1級ともなると、非常に高度な知識がなければ合格することができない難関資格であり、販売のみならず、営業職でも十分に効果を上げることができる資格になっているのです。

販売士という名前ですが、非常に誤解されることも多く、現在はリテールマーケティング検定と名前を変えています。
なぜならば、この資格はモノを売るということに特化しているのではなく、どうしたら売ることができるのか、売るためにどうしたらいいのかということの検定だからです。
古くから問題が指摘されてきたため、試験名はリテールマーケティング検定試験となり、合格者の称号は販売士とされました。

歴史が長く変化もしてきた販売士

販売士は、意外と古い資格で40年以上の歴史があります。
試験内容の改正以前は、そこまで難易度の高い資格ではなく、一定の知識を有していれば取得することができました。

しかし、試験内容の改正以来、多様化と高度化に加速がついた流通業界や商品知識に配慮した資格となり、非常に高難易度の資格に変化したのです。
特にその変化は1級で顕著であり、高度な知識がなければ合格することは不可能となりました。

現在の受験資格は下位の資格も必要ではなく、好きな級から受験が可能です。
さらに、1級は前回、前々回の受験科目の中で科目合格をしたものは免除ともなっています。
そのため、合格基準は筆記試験の得点平均が70%で、1科目ごとの得点が50%以上で合格となりました。

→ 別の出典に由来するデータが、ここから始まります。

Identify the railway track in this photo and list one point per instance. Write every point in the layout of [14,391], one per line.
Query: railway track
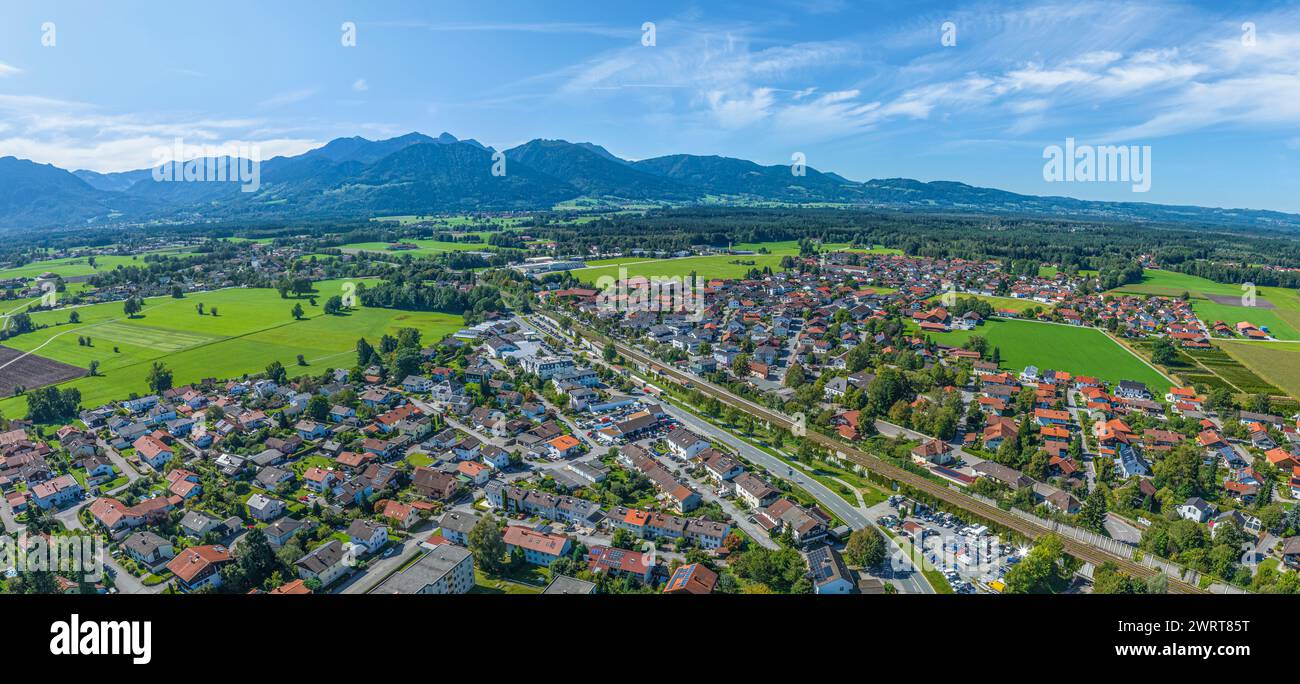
[1084,552]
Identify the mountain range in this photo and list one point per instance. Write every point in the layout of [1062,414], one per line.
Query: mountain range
[415,173]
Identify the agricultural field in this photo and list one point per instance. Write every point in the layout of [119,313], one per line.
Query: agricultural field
[18,369]
[1274,362]
[74,265]
[1277,308]
[1010,303]
[254,327]
[1084,351]
[705,267]
[787,247]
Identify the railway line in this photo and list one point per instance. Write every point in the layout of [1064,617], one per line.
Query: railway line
[1084,552]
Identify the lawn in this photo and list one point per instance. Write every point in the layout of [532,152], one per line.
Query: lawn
[498,585]
[1084,351]
[705,267]
[1282,320]
[425,247]
[74,265]
[254,328]
[1012,303]
[1274,362]
[787,247]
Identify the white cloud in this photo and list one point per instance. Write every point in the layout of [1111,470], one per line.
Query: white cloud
[78,135]
[286,98]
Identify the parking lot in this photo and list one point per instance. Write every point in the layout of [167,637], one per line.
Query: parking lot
[969,555]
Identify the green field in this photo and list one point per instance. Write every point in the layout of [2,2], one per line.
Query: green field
[1012,303]
[787,247]
[1082,351]
[425,247]
[77,265]
[705,267]
[1274,362]
[254,328]
[1283,320]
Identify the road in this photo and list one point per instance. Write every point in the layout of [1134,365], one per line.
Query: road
[1082,550]
[913,583]
[381,567]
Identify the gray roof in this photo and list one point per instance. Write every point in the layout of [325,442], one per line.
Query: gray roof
[459,522]
[563,584]
[323,558]
[430,568]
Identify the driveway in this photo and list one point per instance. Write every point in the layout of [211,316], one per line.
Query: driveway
[910,584]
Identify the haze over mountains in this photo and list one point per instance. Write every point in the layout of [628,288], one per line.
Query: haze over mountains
[414,173]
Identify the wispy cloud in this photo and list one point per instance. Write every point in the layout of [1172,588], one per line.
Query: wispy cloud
[78,135]
[286,98]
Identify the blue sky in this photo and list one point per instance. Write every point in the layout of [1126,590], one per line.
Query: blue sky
[865,89]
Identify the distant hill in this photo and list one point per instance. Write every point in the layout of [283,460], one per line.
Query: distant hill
[415,173]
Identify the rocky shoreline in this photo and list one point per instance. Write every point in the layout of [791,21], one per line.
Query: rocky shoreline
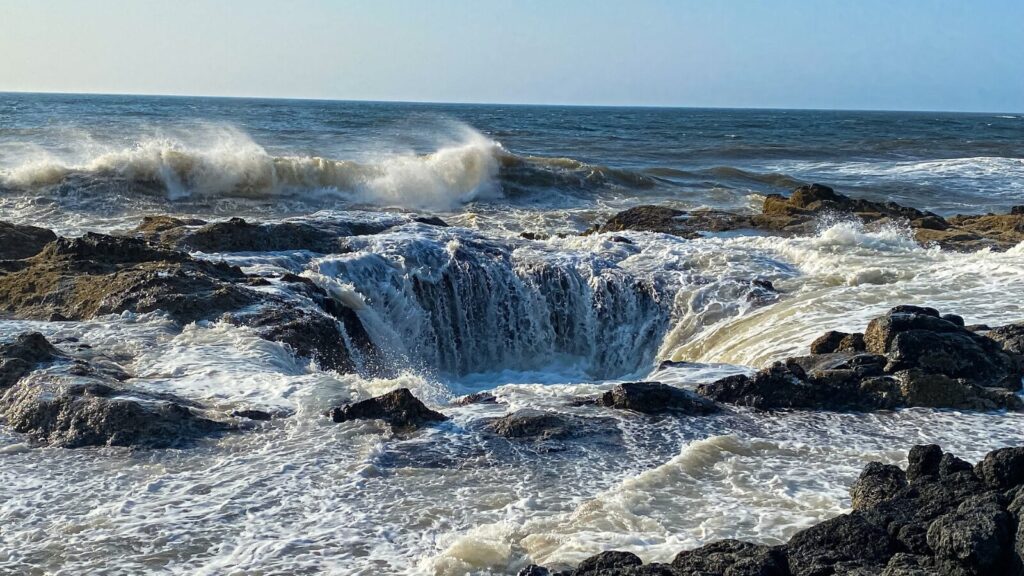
[940,516]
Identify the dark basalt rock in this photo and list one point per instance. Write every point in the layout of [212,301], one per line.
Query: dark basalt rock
[17,241]
[476,398]
[81,278]
[732,558]
[946,521]
[655,398]
[20,357]
[604,563]
[877,484]
[542,426]
[238,235]
[677,222]
[398,408]
[801,212]
[61,401]
[78,279]
[913,358]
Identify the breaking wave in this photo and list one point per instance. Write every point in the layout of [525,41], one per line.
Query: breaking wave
[227,162]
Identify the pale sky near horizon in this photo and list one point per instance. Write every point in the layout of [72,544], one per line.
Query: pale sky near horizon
[912,54]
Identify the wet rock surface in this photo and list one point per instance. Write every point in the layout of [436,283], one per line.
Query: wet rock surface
[94,275]
[910,357]
[80,278]
[17,241]
[238,235]
[398,408]
[62,401]
[802,211]
[655,398]
[552,427]
[938,517]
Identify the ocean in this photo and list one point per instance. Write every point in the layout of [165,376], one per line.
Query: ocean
[539,320]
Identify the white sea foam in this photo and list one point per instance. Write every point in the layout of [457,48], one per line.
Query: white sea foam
[222,161]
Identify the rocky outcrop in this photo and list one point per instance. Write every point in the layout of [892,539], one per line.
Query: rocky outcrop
[940,517]
[17,241]
[551,427]
[82,278]
[801,212]
[398,408]
[238,235]
[59,400]
[910,357]
[655,398]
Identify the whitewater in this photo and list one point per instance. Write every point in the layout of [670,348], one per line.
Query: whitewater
[510,298]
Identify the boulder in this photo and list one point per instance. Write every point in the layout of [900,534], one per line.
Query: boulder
[655,398]
[977,537]
[18,241]
[827,342]
[877,484]
[78,279]
[732,558]
[945,521]
[94,275]
[58,400]
[847,541]
[398,408]
[20,357]
[1004,468]
[606,563]
[910,357]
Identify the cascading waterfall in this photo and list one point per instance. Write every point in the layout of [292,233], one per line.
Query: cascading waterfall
[461,303]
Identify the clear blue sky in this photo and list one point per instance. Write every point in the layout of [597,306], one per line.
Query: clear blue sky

2級と3級の難易度はそこまで高くなく、年2回の試験があるため、合格までの道のりは険しいというわけではなかったのです。
ところが、1級に至っては、高い難易度で2級ともかけ離れており、さらに年1回という試験で合格ということは非常に遠い試験でもありました。
それがかなり緩和されたといっていいでしょう。

各級の仕上がりの想定と内容

仕上がりという面を見てみると、3級では小規模店舗の運営を基本としています。
販売員としてだけではなく、経営的な仕入れの問題なども出題されますので、管理者にも必要な資格といえるでしょう。
営業の基礎というべき部分もあるため、営業マンの教育用にも適しています。

2級になると、かなり専門的な知識が要求されるようになり、販売促進や部下の育成といった管理者に必須な能力を身に着けることができるのです。
中堅クラスの管理者として、昇進の必須要件としている会社もあります。

1級となると、マーケティングの立案から経営計画まで、さまざまな能力を身に着けるため、店長クラスでは必須ともいえるでしょう。
さらに、国家資格である中小企業診断士の予備試験的性格も持っており、非常に広い知識を持てるようになるのです。
登録販売士になるためにもこの1級が必要になります。

販売士は、1級合格まで500時間以上の学習時間が必要ともいわれる難関資格です。
今後、ビジネスマンとして活躍したいと考えているのであれば、30時間程度で合格できる3級から考えてみるといいでしょう。